The goal of this project is to build a predictive text model capable of suggesting the next word based on user input. The data used in this analysis comes from blogs, news articles, and Twitter posts contained in the HC Corpora dataset.
blogs <- readLines("final/en_US/en_US.blogs.txt",
encoding = "UTF-8",
skipNul = TRUE)
news <- readLines("final/en_US/en_US.news.txt",
encoding = "UTF-8",
skipNul = TRUE)
twitter <- readLines("final/en_US/en_US.twitter.txt",
encoding = "UTF-8",
skipNul = TRUE)
stats <- data.frame(
Dataset = c("Blogs", "News", "Twitter"),
Lines = c(length(blogs),
length(news),
length(twitter))
)
stats
## Dataset Lines
## 1 Blogs 899288
## 2 News 1010206
## 3 Twitter 2360148
set.seed(123)
sampleData <- c(
sample(blogs, 1000),
sample(news, 1000),
sample(twitter, 1000)
)
length(sampleData)
## [1] 3000
library(tm)
## Loading required package: NLP
corpus <- Corpus(VectorSource(sampleData))
corpus <- tm_map(corpus, content_transformer(tolower))
## Warning in tm_map.SimpleCorpus(corpus, content_transformer(tolower)):
## transformation drops documents
corpus <- tm_map(corpus, removePunctuation)
## Warning in tm_map.SimpleCorpus(corpus, removePunctuation): transformation drops
## documents
corpus <- tm_map(corpus, removeNumbers)
## Warning in tm_map.SimpleCorpus(corpus, removeNumbers): transformation drops
## documents
corpus <- tm_map(corpus, stripWhitespace)
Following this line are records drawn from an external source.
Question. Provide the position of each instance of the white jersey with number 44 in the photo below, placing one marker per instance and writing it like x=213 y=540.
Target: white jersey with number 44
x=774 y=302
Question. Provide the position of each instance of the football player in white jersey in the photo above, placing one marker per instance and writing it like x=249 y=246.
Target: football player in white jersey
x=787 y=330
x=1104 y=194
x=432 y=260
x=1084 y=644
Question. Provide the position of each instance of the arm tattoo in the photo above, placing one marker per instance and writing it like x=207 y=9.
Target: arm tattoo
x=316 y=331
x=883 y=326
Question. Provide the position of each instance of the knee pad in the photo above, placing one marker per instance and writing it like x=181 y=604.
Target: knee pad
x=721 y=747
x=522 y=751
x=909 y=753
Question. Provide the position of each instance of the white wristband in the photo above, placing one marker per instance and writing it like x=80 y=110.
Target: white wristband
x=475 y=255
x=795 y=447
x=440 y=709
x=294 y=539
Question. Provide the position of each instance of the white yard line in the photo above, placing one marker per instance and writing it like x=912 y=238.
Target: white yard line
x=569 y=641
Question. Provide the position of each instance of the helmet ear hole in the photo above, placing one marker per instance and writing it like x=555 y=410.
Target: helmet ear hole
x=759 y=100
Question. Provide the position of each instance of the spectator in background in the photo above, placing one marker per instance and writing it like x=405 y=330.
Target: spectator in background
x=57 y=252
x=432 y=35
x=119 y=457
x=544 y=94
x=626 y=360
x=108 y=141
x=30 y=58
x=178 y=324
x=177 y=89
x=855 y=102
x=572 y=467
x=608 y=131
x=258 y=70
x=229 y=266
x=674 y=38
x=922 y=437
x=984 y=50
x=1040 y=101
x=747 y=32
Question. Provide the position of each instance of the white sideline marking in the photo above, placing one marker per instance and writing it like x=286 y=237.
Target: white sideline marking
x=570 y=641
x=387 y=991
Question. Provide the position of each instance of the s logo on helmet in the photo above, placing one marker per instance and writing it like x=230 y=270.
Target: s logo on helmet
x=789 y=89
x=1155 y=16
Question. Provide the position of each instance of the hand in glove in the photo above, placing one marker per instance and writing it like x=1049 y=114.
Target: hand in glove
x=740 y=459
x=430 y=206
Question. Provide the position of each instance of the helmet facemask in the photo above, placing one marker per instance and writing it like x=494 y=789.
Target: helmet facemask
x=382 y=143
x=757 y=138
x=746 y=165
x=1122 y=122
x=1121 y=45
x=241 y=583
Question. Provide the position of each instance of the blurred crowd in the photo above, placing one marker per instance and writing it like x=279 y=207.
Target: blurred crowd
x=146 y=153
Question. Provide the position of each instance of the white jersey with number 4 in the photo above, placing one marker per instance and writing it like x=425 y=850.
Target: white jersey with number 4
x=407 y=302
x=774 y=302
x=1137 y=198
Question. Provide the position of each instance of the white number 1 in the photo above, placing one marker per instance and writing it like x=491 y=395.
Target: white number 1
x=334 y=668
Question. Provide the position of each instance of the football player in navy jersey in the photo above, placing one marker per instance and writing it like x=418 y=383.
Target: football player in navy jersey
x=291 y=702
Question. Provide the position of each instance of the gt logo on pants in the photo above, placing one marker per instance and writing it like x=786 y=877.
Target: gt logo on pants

## Warning in tm_map.SimpleCorpus(corpus, stripWhitespace): transformation drops
## documents
tdm <- TermDocumentMatrix(corpus)
m <- as.matrix(tdm)
freq <- sort(rowSums(m),
decreasing = TRUE)
head(freq, 20)
## the and that for you with was have this are but not from
## 4319 2205 990 953 723 599 599 465 448 417 412 376 354
## said will his one they about all
## 291 287 279 268 264 264 256
barplot(freq[1:20],
las = 2,
main = "Top 20 Most Frequent Words")
The Twitter dataset contains the largest number of text entries, while blog posts contain longer text documents. A small number of words account for a large percentage of the total word usage. These results are consistent with typical natural language datasets.
The final prediction algorithm will use an n-gram language model. The model will search for matching trigrams first, followed by bigrams and then unigrams using a backoff strategy. This approach balances prediction accuracy with computational efficiency.
The Shiny application will allow users to enter text and receive next-word predictions in real time. The application will display the most likely predicted word along with alternative suggestions.
This exploratory analysis successfully loaded and examined the HC Corpora dataset. The data has been sampled, cleaned, and analyzed to identify common word patterns. Future work will focus on developing an efficient next-word prediction model and deploying it through a Shiny application.